Chuck Berry’s background:

Chuck Berry was born on October 18, 1926, in St. Louis, Missouri. From 1944 to 1947 while still in secondary school he served a jail term (in the “Middle of the road Reformatory for Young Men” close Jefferson City, Missouri) for armed robbery. He served another jail term in 1962, well after his career had taken off, for transporting a 14-year-old young lady across state lines. What’s more, in 1979 he was sentenced to 4 months in prison for tax avoidance, since he demanded being paid in real cash.

Musical career
Early in his musical career, he was influenced by blues guitarist T. Bone Walker.

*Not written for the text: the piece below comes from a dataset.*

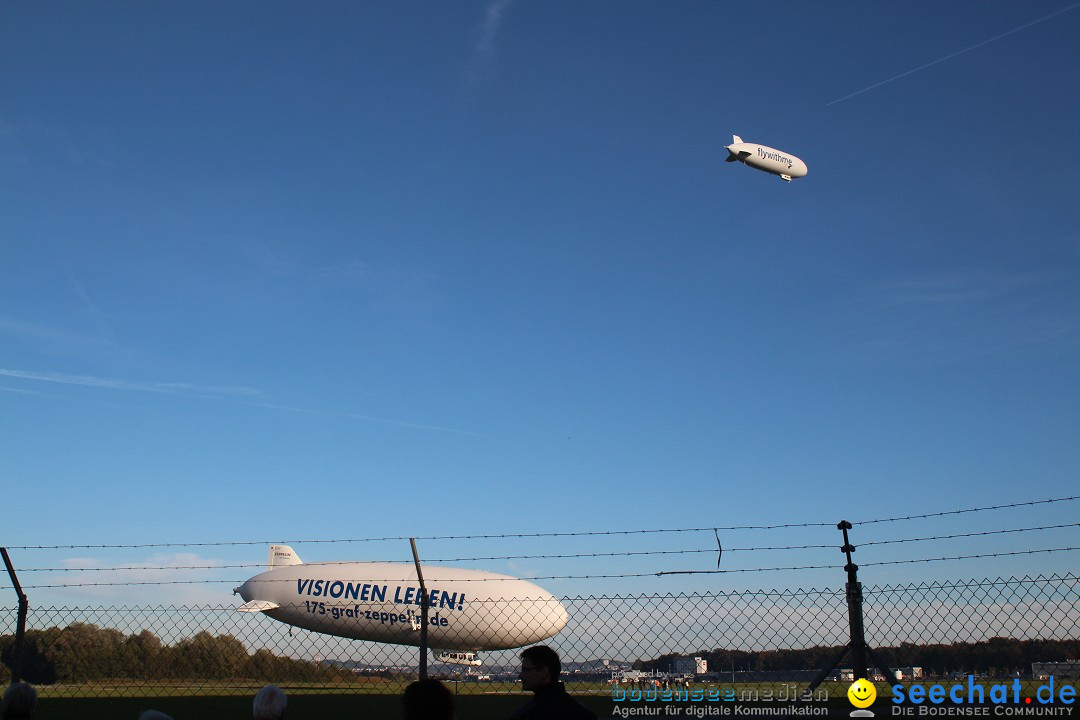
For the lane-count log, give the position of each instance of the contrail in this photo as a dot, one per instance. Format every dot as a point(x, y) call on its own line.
point(959, 52)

While in Chicago in 1955 Muddy Waters put him in touch with Leonard Chess of Chess Records and he recorded his first hit, “Maybelline”. This record rose to #1 on the Billboard Rhythm and Blues chart and sold more than 1 million copies.
In 1956 came up his “Roll Over Beethoven”. In the vicinity of ’57 and ’59, he recorded a few hits including “Shake and Roll Music”, “Sweet Little Sixteen”, “Johnny B. Goode”, “Memphis, Tennessee” and “Little Queenie”. During this period he appeared in two films and showed up on different TV network programs. He was also a regular member on the touring circuit. His musical career was brought to a temporary halt in 1962 with his widely publicized trial for engaging in hanky punky with a 14-year-old girl who worked in his night club as a hat check girl.
After his release in 1962, his career was temporarily revived by the interest in his music spawned by the British invasion – in particular, the Beatles and Rolling Stones, both of whom recorded songs of his. In 1963 the Beach boys also had a hit with “Surfing’ USA” – a remake version of ” Sweet Little Sixteen”.
During the 1964 to 65 period he brought out eight more singles including “You Never Can Tell”, “No Particular Place to Go” and “Nadine”, and in the 66-69 session, he released five collection albums, none of which had a phenomenal effect.

By 1970 his recording career was essentially over, but he continued on with a successful concert touring schedule. In fact, he has continued touring till well into his 80′s. His touring style has been fairly unique – traveling solo and using local bands to back him up. In 2011 during a New Year’s Day concert near Chicago, he passed out from exhaustion and had to be carried from the stage.

Guitar style and roots

Chuck Berry was initially influenced by the playing style and showmanship of T. Bone Walker. In the process of writing and performing such songs as “Maybelline” and “Johnny B. Goode” Berry defined the major elements of rhythm and blues as well as early rock and roll. There is not really a Rock or Blues guitarist alive who isn’t acquainted with the Chuck Berry style.

In 2000 Rolling Stone magazine chose him as #6 on the “100 Greatest Guitarists of All Time” list and in 2004 was chosen #5 on “The Immortals” – The 100 Greatest Artists of All Time list. The rundown of Rolling Stone’s 500 Greatest Songs of All Time incorporate six of his melodies, Furthermore, in 2008 “Johnny B. Goode” was ranked #1 of the 100 Greatest Songs of all time.
The 90-year-old Berry died on Saturday 18 March 2017 at his home close to St. Louis. His great melodies “Johnny B. Goode” and “Move Over Beethoven” reverberated all through the Rock and Roll Hall of Fame on Sunday as it paid tribute to the artist.

Each guitarist of his time has been profoundly affected by him. Any music significant other will recall that him playing the opening riff of “Johnny B. Goode” again and again as a maturing teenager guitarist.

While paying a glowing tribute to this great artist President Obama wrote,” Chuck Berry rolled over everyone who came before him – and turned up everyone who came after.
We’ll miss you, Chuck. Be good.”

Hasan Haider, a teacher by profession, writes on different aspects of life. In this article he pays a tribute to Chuck Berry, one of the greatest guitarists of our time.